Extra copies of c‐myc are more pronounced in nodular melanomas than in superficial spreading melanomas as revealed by fluorescence in situ hybridisation

Abstract

Background: Amplification of c‐myc is a common genetic alteration and associated with a poor prognosis in a variety of cancers. Extra copies of the gene have been found in large numbers of melanoma metastases, but only few primary tumours have been studied.

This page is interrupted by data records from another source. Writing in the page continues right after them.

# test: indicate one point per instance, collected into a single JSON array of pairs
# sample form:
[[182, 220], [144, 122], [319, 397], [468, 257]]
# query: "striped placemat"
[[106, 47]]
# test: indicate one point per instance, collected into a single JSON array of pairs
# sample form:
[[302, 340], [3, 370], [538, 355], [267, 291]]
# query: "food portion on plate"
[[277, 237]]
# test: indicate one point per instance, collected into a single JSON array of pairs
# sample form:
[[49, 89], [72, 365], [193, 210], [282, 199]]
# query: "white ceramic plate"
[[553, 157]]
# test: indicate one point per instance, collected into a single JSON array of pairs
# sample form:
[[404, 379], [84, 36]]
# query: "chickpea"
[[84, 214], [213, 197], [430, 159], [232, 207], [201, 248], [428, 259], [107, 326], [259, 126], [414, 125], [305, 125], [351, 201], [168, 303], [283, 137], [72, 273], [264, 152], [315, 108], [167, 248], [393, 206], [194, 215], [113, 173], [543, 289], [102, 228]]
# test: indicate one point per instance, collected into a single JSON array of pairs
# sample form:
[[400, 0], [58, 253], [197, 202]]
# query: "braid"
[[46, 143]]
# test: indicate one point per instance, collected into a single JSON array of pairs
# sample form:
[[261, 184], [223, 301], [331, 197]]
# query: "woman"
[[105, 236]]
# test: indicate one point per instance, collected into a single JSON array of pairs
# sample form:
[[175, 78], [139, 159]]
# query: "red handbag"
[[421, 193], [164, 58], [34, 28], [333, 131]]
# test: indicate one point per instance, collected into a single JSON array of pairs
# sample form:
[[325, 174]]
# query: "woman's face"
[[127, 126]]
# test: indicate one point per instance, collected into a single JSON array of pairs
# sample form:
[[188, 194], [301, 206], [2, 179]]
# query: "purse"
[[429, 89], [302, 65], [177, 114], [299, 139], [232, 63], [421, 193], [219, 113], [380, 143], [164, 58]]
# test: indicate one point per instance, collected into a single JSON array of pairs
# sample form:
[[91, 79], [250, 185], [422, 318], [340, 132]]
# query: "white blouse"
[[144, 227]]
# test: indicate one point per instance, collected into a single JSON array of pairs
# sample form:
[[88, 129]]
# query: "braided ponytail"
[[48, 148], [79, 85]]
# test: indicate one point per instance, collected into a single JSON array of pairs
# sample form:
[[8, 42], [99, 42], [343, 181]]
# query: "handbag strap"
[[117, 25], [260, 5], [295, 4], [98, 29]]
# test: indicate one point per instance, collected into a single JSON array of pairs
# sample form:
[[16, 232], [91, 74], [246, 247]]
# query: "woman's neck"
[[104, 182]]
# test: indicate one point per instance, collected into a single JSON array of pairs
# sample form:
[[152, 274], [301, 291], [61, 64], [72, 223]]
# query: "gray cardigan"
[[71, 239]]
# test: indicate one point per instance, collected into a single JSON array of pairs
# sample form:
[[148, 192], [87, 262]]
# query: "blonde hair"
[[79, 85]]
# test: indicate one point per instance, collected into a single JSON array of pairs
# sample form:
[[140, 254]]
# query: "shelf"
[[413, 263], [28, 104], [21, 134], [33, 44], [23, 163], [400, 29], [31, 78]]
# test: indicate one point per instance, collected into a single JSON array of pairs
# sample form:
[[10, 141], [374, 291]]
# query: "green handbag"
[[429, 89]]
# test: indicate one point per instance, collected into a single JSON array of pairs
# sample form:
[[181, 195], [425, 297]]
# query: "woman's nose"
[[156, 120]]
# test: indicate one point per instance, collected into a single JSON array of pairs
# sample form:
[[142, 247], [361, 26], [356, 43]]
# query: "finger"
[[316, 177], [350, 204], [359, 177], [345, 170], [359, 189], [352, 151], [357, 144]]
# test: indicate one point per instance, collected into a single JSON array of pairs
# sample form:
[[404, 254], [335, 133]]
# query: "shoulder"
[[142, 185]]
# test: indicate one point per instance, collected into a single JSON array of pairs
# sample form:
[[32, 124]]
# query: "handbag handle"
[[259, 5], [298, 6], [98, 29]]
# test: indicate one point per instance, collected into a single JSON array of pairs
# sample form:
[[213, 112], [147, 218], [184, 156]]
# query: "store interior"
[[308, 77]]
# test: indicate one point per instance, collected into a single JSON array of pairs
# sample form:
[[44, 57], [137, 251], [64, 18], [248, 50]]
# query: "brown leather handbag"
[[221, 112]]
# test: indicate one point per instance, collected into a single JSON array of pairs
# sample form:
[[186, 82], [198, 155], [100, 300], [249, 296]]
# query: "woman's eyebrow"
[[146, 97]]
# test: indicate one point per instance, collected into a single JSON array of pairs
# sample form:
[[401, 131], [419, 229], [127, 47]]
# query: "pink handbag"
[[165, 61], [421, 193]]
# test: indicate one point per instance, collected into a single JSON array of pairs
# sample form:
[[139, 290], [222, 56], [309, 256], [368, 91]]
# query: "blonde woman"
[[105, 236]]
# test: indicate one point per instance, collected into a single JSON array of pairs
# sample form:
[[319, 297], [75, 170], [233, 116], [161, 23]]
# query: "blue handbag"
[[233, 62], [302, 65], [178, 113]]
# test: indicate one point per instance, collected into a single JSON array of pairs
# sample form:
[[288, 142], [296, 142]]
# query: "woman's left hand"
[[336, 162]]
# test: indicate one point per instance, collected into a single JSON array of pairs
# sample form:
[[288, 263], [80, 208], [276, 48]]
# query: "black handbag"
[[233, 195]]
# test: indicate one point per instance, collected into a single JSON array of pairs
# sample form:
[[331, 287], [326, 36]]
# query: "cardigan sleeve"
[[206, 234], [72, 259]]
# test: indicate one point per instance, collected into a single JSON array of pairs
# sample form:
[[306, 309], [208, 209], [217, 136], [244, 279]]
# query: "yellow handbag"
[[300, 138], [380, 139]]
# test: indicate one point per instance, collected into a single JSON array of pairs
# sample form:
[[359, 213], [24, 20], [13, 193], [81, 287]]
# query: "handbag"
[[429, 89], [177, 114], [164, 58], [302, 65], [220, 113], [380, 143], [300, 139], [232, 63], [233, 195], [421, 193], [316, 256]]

We investigated the c‐myc copy number alterations in two different subtypes of primary melanomas with different biological behaviours.Methods: Fluorescence in situ hybridisation was performed using c‐myc and centromeric 8 (C8) probes on 68 lesions (28 nodular melanomas [NMs], 26 superficial spreading melanomas [SSMs], and 14 metastases). To assess the ploidy pattern, copy number distribution of seven different chromosomes was also investigated.Results: All tumours showed aneuploid populations for at least three chromosomes. Whereas 61% of the NMs exhibited extra c‐myc copies, only 27% of SSMs showed increased gene dosage. The c‐myc/C8 ratio exceeding 1.5 was significantly higher in NMs (P = 0.01). High level amplification was seen only in NMs. An elevated c‐myc/C8 ratio was higher than 1.5 in only four metastases.Conclusion: Our data show that c‐myc copy number alterations differ in the two melanoma subtypes and are associated with the advanced stage of the disease. The less frequent amplification of the c‐myc gene in metastatic lesions indicates that it may play an important role in the development of an invasive potential rather than in the metastatic process.